The rows represent each student.
Manipulating DataFrame
Manipulating a DataFrame is a crucial part of data analysis. In Pandas, one can manipulate data using various functions such as loc[], iloc[], and drop().
1. Using the loc[] Function
The loc[] function helps to select data using labels. Here’s an example:
import pandas as pd
students_data = {"Student": ["John","Sarah","Matt","Lena","Kim"],
"Math": [90,75,80,85,98],
"Physics":[85,80,90,82,95],
"Chemistry":[95,87,80,90,91]}
df = pd.DataFrame(students_data)
df.set_index('Student',inplace=True)
math_marks = df.loc[['Matt','John'],'Math']
In the above example, using loc[], we have extracted the math marks of two students, Matt and John. The iloc[] function is similar to loc[], but instead of using labels, it uses the integer-based index.
2. Using the iloc[] Function
Here’s an example:
import pandas as pd
data = {"Country": ["USA","India","China","Russia"],
"Population(2019)": [328,1371,1403,144.5],
"GDP": [21.44,2.7,14.14,1.64]}
df = pd.DataFrame(data)
df = df.iloc[1:3]
In the above example, using iloc[], we have extracted the data for rows with integer-based index values of 1 and 2. The drop() function helps to remove a row or column from a DataFrame.
3. Using the drop() Function
Here’s an example:
import pandas as pd
students_data = {"Student": ["John","Sarah","Matt","Lena","Kim"],
"Math": [90,75,80,85,98],
"Physics":[85,80,90,82,95],
"Chemistry":[95,87,80,90,91]}
df = pd.DataFrame(students_data)
df.drop([2,4],inplace=True)
In the above example, using the drop() function, we have removed rows with index values 2 and 4 from the DataFrame.
Saving a DataFrame as a CSV file
Once you have analyzed the data, it is essential to share your analysis with others. One of the ways to share the analysis is by sharing the data frame itself.

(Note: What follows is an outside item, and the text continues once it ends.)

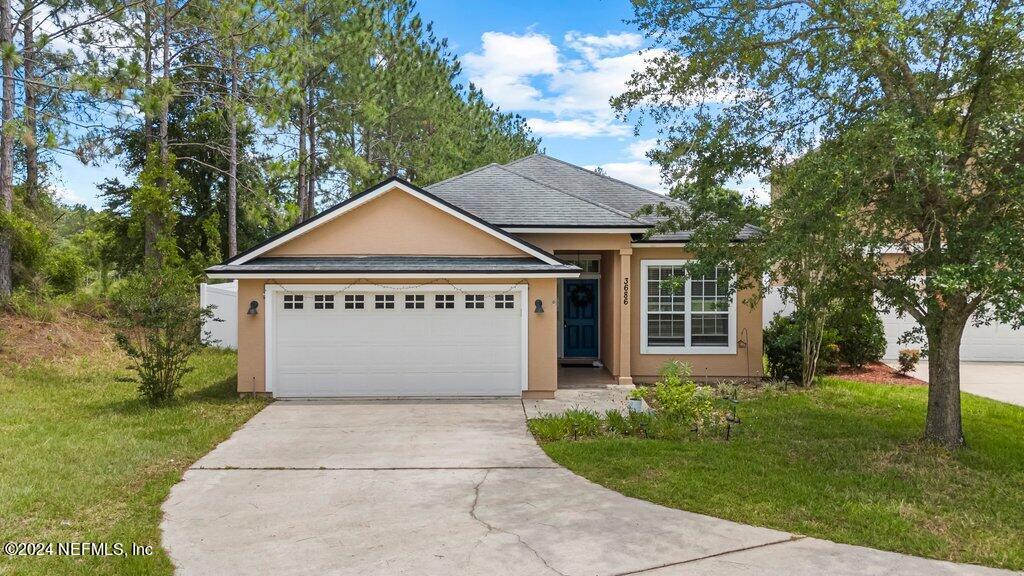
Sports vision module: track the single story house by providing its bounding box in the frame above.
[207,154,762,398]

However, sharing the DataFrame alone is not enough. One needs to share it in a standardized format that can be used on multiple platforms.
The Comma-Separated Values (CSV) format is the most widely used format for this purpose. To save a DataFrame as a CSV file, one needs to use the to_csv() function provided by Pandas.
Here’s an example:
import pandas as pd
data = {"Country": ["USA","India","China","Russia"],
"Population(2019)": [328,1371,1403,144.5],
"GDP": [21.44,2.7,14.14,1.64]}
df = pd.DataFrame(data)
df.to_csv('file_name.csv')
In the above example, the DataFrame has been saved as a CSV file named as file_name.csv.
Conclusion
Pandas is an essential tool for analyzing and manipulating data in Python. It provides various functions that help to analyze data more efficiently.

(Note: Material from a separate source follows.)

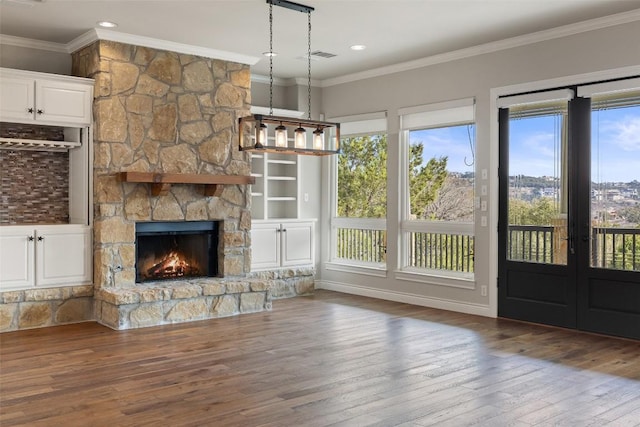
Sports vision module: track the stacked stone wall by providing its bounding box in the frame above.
[0,40,314,331]
[73,41,251,288]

Once the analysis is complete, the data can be saved as a CSV file for sharing purposes. These tools make Pandas an invaluable resource for data analysts and programmers, and they should always be kept in mind when working with data using Python.
In summary, Pandas is a crucial module for analyzing and manipulating data in Python. It provides the necessary data structures and functions to make analyzing data efficient.
Once data analysis is complete, it’s essential to share it with others in a standardized format.
Saving a DataFrame as a CSV file is a simple and effective way to do so.
The Pandas module is an invaluable resource for data analysts and programmers alike to handle massive and complex data, and it’s essential to keep these tools in mind when working with data in Python.